In the letters section of today’s Times, Lawrence Krauss disagrees with Kristof’s mealymouthed call for some nonexistent “middle ground”:
. . .“God” has gotten more moral over time because even organized religions have been dragged forward, often kicking and screaming, by human reason, which itself has been pushed forward by our discoveries about nature — discoveries that belied obviously false notions about superiority of one race over another or the need to impose divine vengeance to respond to simple, explicable acts of nature.
While it is surely true that faith itself may exist beyond the bounds of rationality, what Mr. Kristof should be praising is reason and not faith.
If one wants to find transcendent examples of pushing reasoning to its limit and stretching language to the end of its tether, one could do worse than to read the books of my colleagues Richard Dawkins, Christopher Hitchens and Sam Harris.
Of course the Times has to palliate such an atheistic letter, and so they’ve published another criticizing both “the fervently faithful” and the “militant atheistic” for their lack of humility — humility that the author finds necessary for serious engagement.
I may be mistaken, but I think we’re already doing serious engagement. It’s fatuous to think that if only both sides became more “humble,” we’d arrive at some welcome compromise. And what would that be? Presumably, atheists would stop their vociferous criticism of religion, while religion could continue business as usual. In other words, the status quo.
Atheists have been “humble” for centuries (who was more humble than Spinoza?) and it hasn’t gotten us anywhere. It’s that crop of new atheist books that have finally created a climate in which atheists need not feel like pariahs. Like my confrères so maligned by Kristof, I think it’s time to try Mencken’s way:
The way to deal with superstition is not to be polite to it, but to tackle it with all arms, and so rout it, cripple it, and make it forever infamous and ridiculous. Is it, perchance, cherished by persons who should know better? Then their folly should be brought out into the light of day, and exhibited there in all its hideousness until they flee from it, hiding their heads in shame.
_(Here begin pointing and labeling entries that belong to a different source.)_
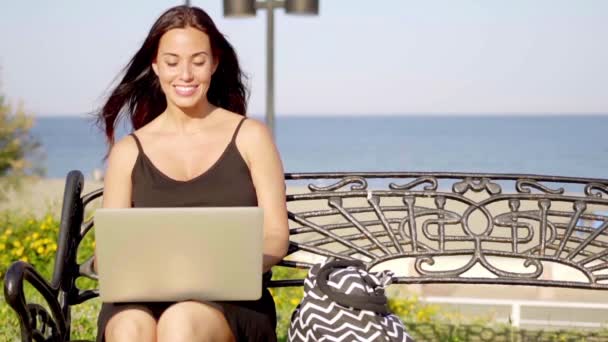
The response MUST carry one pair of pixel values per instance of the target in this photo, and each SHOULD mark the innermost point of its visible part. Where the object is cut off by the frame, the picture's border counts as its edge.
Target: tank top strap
(236, 131)
(138, 143)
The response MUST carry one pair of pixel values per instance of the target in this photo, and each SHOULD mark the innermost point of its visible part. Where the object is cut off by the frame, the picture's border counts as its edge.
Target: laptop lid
(174, 254)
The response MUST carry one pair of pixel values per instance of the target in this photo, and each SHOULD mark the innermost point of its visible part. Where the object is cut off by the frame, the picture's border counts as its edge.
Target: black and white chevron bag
(344, 302)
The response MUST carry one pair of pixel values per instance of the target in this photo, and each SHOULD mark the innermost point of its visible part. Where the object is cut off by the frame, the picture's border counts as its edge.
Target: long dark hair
(139, 95)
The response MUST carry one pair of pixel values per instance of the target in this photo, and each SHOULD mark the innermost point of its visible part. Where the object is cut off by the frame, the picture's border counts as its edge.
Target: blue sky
(357, 57)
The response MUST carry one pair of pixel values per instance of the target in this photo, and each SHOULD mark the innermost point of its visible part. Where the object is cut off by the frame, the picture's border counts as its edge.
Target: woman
(192, 146)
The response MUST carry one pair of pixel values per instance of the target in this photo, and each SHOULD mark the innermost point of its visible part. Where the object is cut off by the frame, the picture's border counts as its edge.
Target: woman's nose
(186, 72)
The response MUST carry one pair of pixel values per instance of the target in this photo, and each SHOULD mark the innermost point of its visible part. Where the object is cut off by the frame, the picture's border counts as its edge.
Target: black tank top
(227, 183)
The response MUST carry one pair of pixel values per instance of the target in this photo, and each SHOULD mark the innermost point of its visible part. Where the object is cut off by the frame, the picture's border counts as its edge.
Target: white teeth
(185, 88)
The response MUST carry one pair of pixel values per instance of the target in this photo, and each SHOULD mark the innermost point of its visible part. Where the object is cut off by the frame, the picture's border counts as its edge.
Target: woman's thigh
(131, 323)
(193, 321)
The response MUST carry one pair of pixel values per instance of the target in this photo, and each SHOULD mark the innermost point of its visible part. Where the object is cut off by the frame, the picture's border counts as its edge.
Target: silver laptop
(173, 254)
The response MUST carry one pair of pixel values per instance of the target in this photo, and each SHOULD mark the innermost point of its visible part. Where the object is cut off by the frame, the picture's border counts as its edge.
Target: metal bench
(470, 228)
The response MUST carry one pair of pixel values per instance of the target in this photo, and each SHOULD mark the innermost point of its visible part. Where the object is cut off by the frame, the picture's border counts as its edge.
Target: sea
(568, 145)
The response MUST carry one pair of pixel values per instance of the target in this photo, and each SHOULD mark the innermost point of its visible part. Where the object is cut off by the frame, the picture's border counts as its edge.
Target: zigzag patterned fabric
(344, 302)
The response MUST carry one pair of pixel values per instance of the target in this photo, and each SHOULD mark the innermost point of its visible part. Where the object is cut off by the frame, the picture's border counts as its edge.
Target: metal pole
(270, 66)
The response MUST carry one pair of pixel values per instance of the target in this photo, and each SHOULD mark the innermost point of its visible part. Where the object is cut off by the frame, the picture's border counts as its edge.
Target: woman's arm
(268, 178)
(117, 179)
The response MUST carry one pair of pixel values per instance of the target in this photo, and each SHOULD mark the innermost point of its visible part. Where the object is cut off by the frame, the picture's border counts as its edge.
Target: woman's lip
(185, 90)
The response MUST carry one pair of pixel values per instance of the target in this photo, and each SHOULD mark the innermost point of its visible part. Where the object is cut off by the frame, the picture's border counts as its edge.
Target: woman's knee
(193, 321)
(131, 325)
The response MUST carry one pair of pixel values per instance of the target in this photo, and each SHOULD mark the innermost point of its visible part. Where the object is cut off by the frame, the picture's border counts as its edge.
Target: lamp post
(247, 8)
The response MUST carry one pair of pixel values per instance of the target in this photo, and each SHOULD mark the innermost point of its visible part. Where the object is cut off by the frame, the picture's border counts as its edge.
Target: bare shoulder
(254, 132)
(124, 152)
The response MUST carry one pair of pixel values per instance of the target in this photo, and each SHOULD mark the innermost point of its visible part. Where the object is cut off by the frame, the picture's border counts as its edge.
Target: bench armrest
(37, 324)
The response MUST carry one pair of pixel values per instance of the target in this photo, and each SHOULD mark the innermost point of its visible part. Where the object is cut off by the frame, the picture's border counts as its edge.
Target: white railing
(516, 307)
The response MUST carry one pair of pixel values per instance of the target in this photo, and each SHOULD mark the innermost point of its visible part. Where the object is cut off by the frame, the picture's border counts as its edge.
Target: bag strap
(376, 303)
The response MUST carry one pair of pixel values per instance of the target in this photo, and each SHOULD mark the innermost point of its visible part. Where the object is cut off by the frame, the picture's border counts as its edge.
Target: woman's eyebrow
(193, 55)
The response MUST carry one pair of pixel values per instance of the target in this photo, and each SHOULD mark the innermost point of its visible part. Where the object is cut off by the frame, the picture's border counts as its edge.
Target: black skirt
(249, 321)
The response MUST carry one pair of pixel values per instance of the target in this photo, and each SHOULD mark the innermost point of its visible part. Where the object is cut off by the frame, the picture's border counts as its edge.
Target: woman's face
(184, 66)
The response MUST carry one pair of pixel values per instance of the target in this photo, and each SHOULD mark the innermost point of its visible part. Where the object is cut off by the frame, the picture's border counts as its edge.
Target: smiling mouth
(185, 90)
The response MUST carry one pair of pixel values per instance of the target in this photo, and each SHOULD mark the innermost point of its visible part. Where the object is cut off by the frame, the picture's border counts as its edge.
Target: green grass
(33, 239)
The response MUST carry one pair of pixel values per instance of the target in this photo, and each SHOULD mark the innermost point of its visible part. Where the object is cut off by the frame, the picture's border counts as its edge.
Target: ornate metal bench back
(427, 227)
(455, 227)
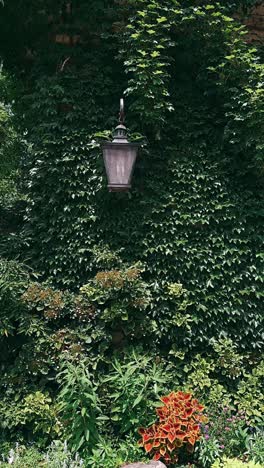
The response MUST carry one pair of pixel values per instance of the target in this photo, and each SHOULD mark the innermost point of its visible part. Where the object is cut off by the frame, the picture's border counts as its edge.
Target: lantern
(120, 157)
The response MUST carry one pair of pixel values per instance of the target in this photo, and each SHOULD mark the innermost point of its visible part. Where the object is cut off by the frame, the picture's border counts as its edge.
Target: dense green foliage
(108, 301)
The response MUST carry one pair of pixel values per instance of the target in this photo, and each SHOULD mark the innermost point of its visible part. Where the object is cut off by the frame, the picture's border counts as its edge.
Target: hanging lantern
(120, 157)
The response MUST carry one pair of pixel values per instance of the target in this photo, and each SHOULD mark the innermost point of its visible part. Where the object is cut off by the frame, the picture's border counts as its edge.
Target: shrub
(133, 384)
(234, 463)
(79, 406)
(178, 426)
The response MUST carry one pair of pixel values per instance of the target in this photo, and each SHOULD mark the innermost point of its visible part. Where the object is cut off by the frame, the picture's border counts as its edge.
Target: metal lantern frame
(120, 157)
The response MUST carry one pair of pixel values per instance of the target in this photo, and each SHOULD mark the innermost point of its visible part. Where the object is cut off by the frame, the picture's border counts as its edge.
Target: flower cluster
(178, 426)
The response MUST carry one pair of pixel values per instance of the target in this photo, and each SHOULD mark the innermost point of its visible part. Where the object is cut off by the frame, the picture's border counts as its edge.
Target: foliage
(57, 456)
(112, 454)
(122, 297)
(132, 386)
(79, 407)
(250, 396)
(208, 451)
(172, 270)
(232, 463)
(22, 457)
(256, 447)
(178, 426)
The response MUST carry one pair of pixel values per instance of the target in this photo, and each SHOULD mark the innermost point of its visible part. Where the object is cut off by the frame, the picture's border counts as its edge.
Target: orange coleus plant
(178, 426)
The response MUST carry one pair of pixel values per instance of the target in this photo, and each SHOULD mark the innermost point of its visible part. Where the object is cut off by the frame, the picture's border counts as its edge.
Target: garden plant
(131, 323)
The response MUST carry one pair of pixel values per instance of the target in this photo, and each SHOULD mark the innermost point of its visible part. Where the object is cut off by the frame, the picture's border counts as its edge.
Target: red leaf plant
(178, 426)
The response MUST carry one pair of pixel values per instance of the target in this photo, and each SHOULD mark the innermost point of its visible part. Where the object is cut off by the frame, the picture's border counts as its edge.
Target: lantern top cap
(120, 133)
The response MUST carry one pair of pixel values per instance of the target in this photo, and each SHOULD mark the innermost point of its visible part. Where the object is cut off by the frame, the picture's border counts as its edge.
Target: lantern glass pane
(119, 162)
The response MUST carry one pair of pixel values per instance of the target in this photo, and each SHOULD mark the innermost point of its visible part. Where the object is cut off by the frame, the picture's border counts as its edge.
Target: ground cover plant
(118, 308)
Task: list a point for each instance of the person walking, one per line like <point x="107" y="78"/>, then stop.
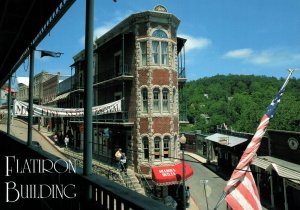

True enough, even a superstitious man has certain inalienable rights. He has a right to harbor and indulge his imbecilities as long as he pleases, provided only he does not try to inflict them upon other men by force. He has a right to argue for them as eloquently as he can, in season and out of season. He has a right to teach them to his children. But certainly he has no right to be protected against the free criticism of those who do not hold them. He has no right to demand that they be treated as sacred. He has no right to preach them without challenge.